Moving to cloud-native applications and data with Kubernetes and Apache Cassandra
Over the past twenty years, there have been several big trends in distributed computing. Today, we have more developers using microservices designs to decompose applications into smaller and more manageable units. Apache Cassandra was built for cloud data and is now becoming the choice of developers for cloud native applications.
Moving your applications to run in the cloud is attractive to developers. Who doesn’t like the idea of being able to easily scale out and have someone else worry about the hardware? However, making use of cloud-native methodologies to design your applications is more than migrating them to a cloud platform, or using cloud services.
What does this mean in practice? It involves understanding the role that containers and orchestration tools play in automating your applications, how to use APIs effectively and how other elements like data are affected by dynamic changes to your application infrastructure. More specifically, it means running your application using virtually unlimited compute and storage in the cloud alongside a move to distributed data. Apache Cassandra was built for cloud data and is now becoming the choice of developers for cloud native applications.
How did we get here?
Let’s look at how we got to today. Over the past twenty years, there have been several big trends in distributed computing. Reliable scale networking was the big area of focus in the 2000s, which enabled the linking of multiple locations and services together so that they could function at the velocity and volume the Internet demanded. This was followed in the 2010s by moving compute and storage to the cloud, which used the power of that distributed network to link application infrastructure together on-demand with elasticity. That works well for the application itself, but it does not change how we have been managing data.
Managing a distributed database like Cassandra can be complex. To manage transactions across multiple servers, it takes some understanding of the tradeoffs presented in Brewer’s Theorem which covers Consistency, Availability and Partition Tolerance (CAP): how a database can manage data across nodes; the availability of that data; and what happens across different locations respectively. More importantly, how does the database react when non-ideal conditions are present. The inevitable failures that happen in a system with multiple parts.
Not only does your database have to manage failure cases, it also has to do this while maintaining data consistency, availability and partition tolerance across multiple locations. This is exactly what Cassandra was built to do and has proven itself in just those tough conditions. Being rooted in a distributed foundation, has given Cassandra the ability to do hybrid cloud, multi-cloud or geographically distributed environments from the beginning. As applications have been built to withstand failures and scalability problems, Cassandra has been the database of choice for developers.

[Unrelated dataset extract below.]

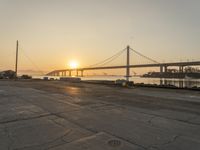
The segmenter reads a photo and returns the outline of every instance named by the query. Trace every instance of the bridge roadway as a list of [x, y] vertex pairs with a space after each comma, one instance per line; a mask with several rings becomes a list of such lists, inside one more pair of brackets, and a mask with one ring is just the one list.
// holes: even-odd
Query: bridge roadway
[[146, 67], [160, 67], [160, 72], [163, 72], [167, 70], [167, 67], [179, 67], [180, 71], [183, 71], [183, 67], [185, 66], [198, 66], [200, 65], [200, 61], [193, 61], [193, 62], [173, 62], [173, 63], [157, 63], [157, 64], [140, 64], [140, 65], [122, 65], [122, 66], [103, 66], [103, 67], [85, 67], [85, 68], [76, 68], [76, 69], [60, 69], [60, 70], [54, 70], [47, 75], [56, 76], [60, 73], [62, 75], [66, 75], [66, 72], [69, 72], [69, 75], [71, 76], [71, 71], [81, 71], [81, 74], [83, 75], [83, 71], [86, 70], [103, 70], [103, 69], [123, 69], [123, 68], [146, 68]]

Today, we have more developers using microservices designs to decompose applications into smaller and more manageable units. Each unit fulfills a specific purpose which can scale independently using containers. To manage these container instances, the container orchestration tool Kubernetes has become the de-facto choice.
Kubernetes can handle creating new container instances as needed, which can help scale the amount of compute power available for the application. Similarly, Kubernetes dynamically tracks the health of running containers – if a container goes down, Kubernetes handles restarting it, and can schedule its container replacement on other hardware. You can rapidly build microservice-powered applications and ensure they run as designed across any Kubernetes platform. For an application to run continuously and avoid downtime, even while things are going wrong, are powerful attributes.
In order to run Kubernetes together with Apache Cassandra, you will need to use a Cassandra Operator within your Kubernetes cluster. This allows Cassandra nodes to run on top of your existing Kubernetes cluster as a service. Operators provide an interface between Kubernetes and more complex processes like Cassandra to allow them to be managed together. Starting a Cassandra cluster, scaling it and dealing with failures are handled via the Kubernetes Operator in a way that Cassandra understands.
Since Cassandra nodes are considered stateful services you will need to provision additional parts of your Kubernetes cluster. Storage requirements needed by Cassandra can be satisfied by using PersistentVolumes and StatefulSets to guarantee that data volumes are attached to the same running nodes between any restart event. Containers for Cassandra nodes are built with the idea of external volumes and are a key element in the success of a cluster deployment. When properly configured, a single YAML file can deploy both the application and data tiers in a consistent fashion across a variety of environments.
As you look at adopting microservices and using application containers, you can take advantage of fully distributed computing to help scale out. However, to really take advantage of this, you need to include distributed data in your planning. While Kubernetes can make it easier to automate and manage cloud-native applications, using Cassandra can complete the picture.
Bringing together Apache Cassandra and Kubernetes can make it easier to scale out applications. Planning this process involves understanding how distributed compute and distributed data can work together, in order to take advantage of what cloud-native applications can really deliver.